Turning to this quarter’s results. Recurring service revenues were $49.6 million, an increase of $3.4 million sequentially and inline with our expectations. The sequential increase reflects the full quarter impact of RMR Residential, partially offset by declines in construction management fees as a result of slowing construction spend at our clients. Next quarter, we expect recurring service revenues to remain relatively flat at an expected range of $48 million to $50 million. This estimated range assumes enterprise values at our managed equity REIT stay at their current levels, normal seasonal improvements in Sonesta related management fees and consistent levels of construction spend. Cash compensation was approximately $44 million, which includes the full quarter impact of RMR Residential, as well as the adverse impacts of payroll tax and 401k contributions resetting on January 1st, both of which were partially offset by strategic restructuring actions taken over the last 12 months.

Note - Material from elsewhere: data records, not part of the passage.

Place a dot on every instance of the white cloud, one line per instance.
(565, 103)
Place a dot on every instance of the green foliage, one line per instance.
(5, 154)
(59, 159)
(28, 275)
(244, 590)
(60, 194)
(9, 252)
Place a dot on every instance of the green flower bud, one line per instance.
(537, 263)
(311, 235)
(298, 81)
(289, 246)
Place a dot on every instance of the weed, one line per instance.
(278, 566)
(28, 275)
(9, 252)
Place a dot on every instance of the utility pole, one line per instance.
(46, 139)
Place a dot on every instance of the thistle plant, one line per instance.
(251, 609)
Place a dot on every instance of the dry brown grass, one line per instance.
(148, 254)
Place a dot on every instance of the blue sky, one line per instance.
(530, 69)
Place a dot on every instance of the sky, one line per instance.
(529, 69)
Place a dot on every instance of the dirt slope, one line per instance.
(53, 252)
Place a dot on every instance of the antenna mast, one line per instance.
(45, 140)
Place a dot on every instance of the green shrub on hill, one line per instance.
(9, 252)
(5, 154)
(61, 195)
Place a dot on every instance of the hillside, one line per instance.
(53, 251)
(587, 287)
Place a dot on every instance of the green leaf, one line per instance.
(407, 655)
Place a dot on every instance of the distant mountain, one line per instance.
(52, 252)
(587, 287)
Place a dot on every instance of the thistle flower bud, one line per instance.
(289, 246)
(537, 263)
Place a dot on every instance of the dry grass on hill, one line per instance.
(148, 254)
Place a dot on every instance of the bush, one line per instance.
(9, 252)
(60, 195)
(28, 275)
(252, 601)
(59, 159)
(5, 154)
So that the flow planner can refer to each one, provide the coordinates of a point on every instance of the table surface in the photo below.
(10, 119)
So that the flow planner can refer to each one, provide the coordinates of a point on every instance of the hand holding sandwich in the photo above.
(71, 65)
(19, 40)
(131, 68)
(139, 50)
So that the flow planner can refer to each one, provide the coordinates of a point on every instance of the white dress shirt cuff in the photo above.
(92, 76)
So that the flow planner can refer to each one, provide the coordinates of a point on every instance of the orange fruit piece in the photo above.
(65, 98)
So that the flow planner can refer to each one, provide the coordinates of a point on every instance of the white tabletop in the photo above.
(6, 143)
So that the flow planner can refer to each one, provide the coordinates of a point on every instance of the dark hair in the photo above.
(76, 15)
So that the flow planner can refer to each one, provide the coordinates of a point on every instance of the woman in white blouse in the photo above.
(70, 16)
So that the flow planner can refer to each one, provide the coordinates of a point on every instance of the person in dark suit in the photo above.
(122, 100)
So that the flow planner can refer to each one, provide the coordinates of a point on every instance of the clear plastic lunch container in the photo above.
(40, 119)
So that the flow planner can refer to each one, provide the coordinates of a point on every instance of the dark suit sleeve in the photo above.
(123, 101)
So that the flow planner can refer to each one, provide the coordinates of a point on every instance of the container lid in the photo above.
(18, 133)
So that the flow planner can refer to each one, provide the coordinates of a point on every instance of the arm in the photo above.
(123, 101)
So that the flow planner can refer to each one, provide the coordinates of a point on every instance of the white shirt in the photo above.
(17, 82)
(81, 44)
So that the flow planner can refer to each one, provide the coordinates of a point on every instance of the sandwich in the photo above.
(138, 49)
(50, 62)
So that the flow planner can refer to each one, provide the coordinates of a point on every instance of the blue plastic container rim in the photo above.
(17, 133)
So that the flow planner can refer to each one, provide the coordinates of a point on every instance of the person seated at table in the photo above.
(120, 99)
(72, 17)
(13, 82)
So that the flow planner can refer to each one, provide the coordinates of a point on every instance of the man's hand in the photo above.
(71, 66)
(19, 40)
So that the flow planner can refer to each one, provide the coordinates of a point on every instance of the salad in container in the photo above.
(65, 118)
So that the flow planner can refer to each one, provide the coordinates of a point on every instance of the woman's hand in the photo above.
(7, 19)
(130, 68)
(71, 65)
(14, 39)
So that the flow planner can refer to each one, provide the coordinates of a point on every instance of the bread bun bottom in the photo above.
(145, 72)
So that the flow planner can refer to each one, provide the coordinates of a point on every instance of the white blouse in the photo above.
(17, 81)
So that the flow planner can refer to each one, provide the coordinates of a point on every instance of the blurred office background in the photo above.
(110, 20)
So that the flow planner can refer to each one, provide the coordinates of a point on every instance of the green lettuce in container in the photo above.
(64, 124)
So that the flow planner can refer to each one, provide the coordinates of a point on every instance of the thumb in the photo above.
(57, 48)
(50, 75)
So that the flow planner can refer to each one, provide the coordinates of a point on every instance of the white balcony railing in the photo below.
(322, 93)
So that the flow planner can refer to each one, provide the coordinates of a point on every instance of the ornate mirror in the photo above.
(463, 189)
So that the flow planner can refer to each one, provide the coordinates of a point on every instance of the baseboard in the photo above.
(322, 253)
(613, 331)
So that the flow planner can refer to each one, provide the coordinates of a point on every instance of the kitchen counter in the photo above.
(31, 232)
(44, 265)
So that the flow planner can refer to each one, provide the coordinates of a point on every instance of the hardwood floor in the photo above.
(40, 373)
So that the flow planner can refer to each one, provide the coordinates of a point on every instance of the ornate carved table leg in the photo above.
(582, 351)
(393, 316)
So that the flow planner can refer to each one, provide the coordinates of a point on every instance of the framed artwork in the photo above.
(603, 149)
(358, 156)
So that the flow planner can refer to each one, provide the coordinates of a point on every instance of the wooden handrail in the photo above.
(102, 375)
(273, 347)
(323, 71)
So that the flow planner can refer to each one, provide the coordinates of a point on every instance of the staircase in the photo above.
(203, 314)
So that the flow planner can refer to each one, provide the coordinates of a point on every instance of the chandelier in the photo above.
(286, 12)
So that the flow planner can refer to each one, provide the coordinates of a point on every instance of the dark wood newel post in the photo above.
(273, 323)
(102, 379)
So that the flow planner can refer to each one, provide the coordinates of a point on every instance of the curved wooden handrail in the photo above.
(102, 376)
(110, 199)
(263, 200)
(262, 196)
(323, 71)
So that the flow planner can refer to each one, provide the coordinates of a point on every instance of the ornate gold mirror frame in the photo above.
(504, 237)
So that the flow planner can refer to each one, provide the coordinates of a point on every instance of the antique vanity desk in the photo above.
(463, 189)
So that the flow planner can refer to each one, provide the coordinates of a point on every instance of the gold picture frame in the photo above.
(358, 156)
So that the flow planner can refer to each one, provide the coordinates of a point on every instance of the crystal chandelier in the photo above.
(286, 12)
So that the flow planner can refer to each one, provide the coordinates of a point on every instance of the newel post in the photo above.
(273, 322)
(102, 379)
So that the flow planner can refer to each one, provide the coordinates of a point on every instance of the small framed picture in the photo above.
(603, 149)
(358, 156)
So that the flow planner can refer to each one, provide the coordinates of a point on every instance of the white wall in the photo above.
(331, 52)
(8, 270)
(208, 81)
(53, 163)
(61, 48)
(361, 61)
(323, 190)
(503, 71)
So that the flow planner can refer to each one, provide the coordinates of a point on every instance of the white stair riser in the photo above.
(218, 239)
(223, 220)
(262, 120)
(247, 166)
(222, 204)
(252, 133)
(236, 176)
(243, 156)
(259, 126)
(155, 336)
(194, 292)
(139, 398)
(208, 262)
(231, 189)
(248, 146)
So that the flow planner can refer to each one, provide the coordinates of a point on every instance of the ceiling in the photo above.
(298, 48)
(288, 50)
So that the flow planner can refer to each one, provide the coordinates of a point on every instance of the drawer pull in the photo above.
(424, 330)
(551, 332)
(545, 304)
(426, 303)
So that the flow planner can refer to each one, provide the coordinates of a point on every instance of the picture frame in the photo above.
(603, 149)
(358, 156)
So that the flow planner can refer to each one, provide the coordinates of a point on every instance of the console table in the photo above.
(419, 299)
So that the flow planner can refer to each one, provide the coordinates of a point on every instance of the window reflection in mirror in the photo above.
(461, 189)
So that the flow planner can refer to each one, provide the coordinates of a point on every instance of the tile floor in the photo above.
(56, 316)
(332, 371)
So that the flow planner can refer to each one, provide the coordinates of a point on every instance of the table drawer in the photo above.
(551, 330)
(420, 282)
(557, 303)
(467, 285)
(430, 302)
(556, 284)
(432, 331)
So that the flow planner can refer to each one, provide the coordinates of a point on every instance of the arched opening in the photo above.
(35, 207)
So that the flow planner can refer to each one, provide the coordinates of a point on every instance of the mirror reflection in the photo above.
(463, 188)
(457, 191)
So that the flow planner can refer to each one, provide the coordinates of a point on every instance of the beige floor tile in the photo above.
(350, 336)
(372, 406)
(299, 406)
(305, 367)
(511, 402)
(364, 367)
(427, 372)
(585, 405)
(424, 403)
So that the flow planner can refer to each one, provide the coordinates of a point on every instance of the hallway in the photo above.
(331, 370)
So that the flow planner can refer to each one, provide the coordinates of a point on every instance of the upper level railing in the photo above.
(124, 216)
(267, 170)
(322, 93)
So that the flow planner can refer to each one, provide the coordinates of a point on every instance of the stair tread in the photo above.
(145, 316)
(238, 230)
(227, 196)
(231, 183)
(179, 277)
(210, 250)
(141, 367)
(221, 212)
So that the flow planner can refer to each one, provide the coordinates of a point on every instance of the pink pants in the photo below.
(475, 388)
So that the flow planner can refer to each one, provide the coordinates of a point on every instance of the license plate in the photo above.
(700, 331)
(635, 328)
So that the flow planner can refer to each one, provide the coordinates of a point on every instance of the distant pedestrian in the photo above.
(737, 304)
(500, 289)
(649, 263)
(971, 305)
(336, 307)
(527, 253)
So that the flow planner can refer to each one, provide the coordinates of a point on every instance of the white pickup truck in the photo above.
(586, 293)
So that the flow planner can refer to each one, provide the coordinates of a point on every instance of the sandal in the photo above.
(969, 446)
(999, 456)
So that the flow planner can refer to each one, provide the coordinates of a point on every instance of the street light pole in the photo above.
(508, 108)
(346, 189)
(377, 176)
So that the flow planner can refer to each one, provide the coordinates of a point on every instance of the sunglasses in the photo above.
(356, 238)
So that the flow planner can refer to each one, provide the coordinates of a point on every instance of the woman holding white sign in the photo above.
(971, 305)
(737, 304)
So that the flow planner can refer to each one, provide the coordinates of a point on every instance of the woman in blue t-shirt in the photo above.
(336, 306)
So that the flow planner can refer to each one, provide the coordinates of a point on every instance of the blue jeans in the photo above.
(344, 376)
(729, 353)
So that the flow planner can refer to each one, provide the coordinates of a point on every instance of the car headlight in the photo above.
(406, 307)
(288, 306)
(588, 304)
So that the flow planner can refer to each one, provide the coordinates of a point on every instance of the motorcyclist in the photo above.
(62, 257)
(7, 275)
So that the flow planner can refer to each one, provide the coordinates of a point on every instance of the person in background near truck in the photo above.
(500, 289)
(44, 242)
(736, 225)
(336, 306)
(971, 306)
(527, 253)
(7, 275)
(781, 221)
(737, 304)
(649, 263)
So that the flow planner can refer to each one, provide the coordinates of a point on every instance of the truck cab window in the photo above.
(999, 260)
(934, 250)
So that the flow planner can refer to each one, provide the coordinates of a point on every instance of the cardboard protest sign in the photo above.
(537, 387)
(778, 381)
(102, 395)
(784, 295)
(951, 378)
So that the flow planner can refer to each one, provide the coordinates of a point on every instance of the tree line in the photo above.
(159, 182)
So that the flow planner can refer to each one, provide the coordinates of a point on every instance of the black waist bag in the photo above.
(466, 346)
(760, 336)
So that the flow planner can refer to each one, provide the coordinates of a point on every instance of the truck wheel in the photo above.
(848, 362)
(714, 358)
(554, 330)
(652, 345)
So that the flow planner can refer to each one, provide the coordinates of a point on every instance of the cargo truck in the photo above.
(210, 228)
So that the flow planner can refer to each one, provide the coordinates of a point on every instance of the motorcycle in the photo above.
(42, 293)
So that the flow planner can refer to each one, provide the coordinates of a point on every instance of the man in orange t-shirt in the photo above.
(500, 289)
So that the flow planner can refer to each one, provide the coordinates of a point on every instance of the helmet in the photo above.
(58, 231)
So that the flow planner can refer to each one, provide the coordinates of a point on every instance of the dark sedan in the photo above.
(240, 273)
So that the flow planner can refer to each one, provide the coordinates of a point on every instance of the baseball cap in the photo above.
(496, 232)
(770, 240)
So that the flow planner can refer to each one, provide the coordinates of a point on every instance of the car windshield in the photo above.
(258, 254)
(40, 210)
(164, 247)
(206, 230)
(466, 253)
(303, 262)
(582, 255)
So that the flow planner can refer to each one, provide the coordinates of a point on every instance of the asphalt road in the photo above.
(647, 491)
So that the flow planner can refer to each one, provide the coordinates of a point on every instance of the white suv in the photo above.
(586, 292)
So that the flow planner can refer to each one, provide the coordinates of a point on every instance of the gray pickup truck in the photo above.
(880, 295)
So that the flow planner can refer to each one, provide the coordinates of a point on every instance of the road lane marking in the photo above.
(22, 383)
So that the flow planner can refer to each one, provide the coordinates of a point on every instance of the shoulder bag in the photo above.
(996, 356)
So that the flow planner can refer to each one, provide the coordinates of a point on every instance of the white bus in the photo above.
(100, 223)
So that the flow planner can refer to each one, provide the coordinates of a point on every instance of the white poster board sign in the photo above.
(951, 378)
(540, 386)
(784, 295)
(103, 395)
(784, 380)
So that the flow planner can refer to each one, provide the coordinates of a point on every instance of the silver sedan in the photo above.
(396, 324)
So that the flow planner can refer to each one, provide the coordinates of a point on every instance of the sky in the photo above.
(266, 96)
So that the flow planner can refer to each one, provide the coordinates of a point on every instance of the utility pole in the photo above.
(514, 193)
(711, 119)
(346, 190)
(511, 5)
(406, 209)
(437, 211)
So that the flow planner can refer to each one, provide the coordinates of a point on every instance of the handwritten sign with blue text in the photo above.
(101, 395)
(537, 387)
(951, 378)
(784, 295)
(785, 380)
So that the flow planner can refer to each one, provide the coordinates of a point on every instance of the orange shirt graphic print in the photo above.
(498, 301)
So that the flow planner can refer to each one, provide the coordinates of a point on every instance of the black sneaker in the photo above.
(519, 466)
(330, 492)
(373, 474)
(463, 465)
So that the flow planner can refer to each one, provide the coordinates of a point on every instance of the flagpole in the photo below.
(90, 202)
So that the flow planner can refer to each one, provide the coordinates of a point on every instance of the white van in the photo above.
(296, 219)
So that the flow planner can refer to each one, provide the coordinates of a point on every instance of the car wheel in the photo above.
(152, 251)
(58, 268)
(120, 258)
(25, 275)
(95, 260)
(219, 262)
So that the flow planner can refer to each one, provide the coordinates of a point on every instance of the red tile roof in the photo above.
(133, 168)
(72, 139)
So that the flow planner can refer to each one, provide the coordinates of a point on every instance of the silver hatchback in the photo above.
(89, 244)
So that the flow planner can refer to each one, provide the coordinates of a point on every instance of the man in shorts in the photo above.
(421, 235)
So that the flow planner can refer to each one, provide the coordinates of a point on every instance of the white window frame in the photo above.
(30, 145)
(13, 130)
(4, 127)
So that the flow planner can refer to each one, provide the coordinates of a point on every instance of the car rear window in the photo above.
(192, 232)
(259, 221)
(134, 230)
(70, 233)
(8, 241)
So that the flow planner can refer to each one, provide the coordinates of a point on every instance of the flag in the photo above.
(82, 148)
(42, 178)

Looking ahead to next quarter, we expect cash compensation to remain at these same levels and our cash reimbursement rate to be approximately 50%. G&A expenses this quarter were $11.6 million, which includes $600,000 of annual director share grants and $200,000 of technology transformation costs. The remaining $10.8 million of recurring G&A expenses reflects increased levels of third party construction costs and higher than anticipated expenses related to RMR Residential. As it relates to RMR Residential, the bulk of those costs are from marketing and technology expenses, the majority of which are passed through to managed properties and are included in our service revenues. Next quarter, we expect recurring G&A to remain at approximately $11 million.

Aggregating these collective assumptions, next quarter, we expect adjusted earnings per share to be between $0.37 and $0.39 per share, adjusted EBITDA to range from $21 million to $22 million and distributable earnings to range from $0.46 to $0.48 per share. As it relates to our balance sheet, we ended the quarter with almost $200 million in cash and no corporate debt, providing us ample flexibility to continue investing in our platform and leaves us well positioned to capitalize on strategic opportunities as they arise. Before we begin the question-and-answer portion of the call, I would like to first acknowledge the publication of our Annual Sustainability Report. RMR remains committed to reducing greenhouse gas emissions at assets we have operational control over by 50% by 2029 and to attain net zero emissions by 2050.

Through calendar 2023, we are well on our way having achieved a 35% reduction in greenhouse gas emissions through energy efficiency measures, sustainable procurement and renewable energy programs. Lastly, as Kevin highlighted earlier, we can not address questions regarding OPI’s current debt exchange offer. That concludes our formal remarks. Operator, would you please open the line to questions?